PARIS — Even while acknowledging the company "must win" in its core markets — the United States, the United Kingdom, France, Mexico, Canada and Australia — that make up approximately 70% of its business, David Mackay, president and chief executive officer of the Kellogg Co., said the company has significant growth opportunities in many other countries, including India, South Africa, Russia and China.

Cereal and snacks are key to driving that geographic expansion, Mr. Mackay told participants during a June 9 presentation at the Deutsche Bank Securities Global Consumer & Food Retail Conference in Paris.

In the case of cereal, the company’s recent acquisition of United Bakers in Russia helped establish a strong footprint in that market with an opportunity to enhance future growth.

"It (United Bakers) is one of Russia’s largest makers of cookies, crackers and cereals, and the addition of United Bakers really does give us the strong distribution and marketing capabilities we are going to need to build a strong presence throughout that particular market," Mr. Mackay said.

Renovation of the company’s cereal portfolio also will be important in expansion. In line with that strategy, Mr. Mackay pointed to Kellogg’s recent announcement it will add fiber to many of its U.S. and Canadian cereals. By the end of 2010 Kellogg expects to make nearly 80% of its U.S. cereal portfolio at least a good source of fiber.

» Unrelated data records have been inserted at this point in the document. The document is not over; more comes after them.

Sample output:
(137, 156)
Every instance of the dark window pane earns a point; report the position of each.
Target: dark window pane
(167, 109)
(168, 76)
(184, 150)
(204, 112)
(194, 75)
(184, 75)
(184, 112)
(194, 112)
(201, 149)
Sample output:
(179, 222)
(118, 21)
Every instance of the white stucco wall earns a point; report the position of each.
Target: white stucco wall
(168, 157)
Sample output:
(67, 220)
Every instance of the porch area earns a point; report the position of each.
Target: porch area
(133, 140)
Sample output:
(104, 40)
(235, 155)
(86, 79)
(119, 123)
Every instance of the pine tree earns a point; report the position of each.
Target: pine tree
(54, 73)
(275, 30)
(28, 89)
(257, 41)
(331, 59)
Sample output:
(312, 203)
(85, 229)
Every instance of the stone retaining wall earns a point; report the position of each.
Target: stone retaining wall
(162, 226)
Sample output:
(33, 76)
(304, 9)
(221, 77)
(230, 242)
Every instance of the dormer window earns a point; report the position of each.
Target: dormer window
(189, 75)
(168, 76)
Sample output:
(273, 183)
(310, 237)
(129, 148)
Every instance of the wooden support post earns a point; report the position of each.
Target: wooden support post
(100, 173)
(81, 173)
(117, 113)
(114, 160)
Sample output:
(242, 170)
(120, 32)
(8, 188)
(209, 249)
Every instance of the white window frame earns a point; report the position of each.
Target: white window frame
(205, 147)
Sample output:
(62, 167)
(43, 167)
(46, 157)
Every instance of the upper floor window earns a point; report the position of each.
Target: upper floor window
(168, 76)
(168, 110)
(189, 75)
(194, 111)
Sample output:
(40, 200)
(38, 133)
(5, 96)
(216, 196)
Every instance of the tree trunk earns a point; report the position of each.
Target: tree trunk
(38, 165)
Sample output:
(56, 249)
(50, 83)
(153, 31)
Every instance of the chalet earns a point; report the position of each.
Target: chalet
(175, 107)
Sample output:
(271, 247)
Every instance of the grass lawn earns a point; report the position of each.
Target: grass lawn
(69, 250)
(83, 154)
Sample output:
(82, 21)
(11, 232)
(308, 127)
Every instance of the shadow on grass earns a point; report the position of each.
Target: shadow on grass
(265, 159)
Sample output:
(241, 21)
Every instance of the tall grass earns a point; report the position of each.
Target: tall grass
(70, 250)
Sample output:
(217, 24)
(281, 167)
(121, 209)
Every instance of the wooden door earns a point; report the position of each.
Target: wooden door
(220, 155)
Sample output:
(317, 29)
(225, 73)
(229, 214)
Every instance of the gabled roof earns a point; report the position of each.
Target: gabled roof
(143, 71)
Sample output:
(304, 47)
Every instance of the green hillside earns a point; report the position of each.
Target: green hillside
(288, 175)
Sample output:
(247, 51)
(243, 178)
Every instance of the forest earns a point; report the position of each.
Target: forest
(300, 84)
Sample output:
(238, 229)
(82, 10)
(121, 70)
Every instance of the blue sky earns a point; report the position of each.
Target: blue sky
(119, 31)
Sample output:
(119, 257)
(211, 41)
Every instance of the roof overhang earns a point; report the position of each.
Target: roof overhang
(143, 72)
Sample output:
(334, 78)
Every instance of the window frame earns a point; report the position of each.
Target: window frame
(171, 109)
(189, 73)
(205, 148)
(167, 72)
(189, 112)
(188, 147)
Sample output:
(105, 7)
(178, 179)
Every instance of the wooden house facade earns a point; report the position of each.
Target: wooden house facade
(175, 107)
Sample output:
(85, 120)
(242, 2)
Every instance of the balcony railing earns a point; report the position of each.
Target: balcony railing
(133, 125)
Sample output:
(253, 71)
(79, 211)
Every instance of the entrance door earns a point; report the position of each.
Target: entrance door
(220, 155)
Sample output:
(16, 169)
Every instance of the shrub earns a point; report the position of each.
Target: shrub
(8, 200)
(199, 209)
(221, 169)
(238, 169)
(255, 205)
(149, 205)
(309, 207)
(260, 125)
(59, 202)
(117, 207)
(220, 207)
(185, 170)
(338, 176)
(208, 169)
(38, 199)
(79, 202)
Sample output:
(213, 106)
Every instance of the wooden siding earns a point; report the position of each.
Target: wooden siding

Growth opportunities also stand out for the company’s snacks business. While the company’s Pop-Tarts brand churns out strong sales in North America, Mr. Mackay said Kellogg relies more heavily on its wholesome snacks when it comes to expanding internationally.

For example, expansion of the company’s Special K, Rice Krispies and Nutri-Grain brands contributed to double-digit sales growth during 2008 in Europe, while the acquisition of Chinese cookie and cracker maker Zhenghang Food Company Ltd. (Navigable Foods) in June 2008 gave Kellogg access to a growing marketing and attractive category in China.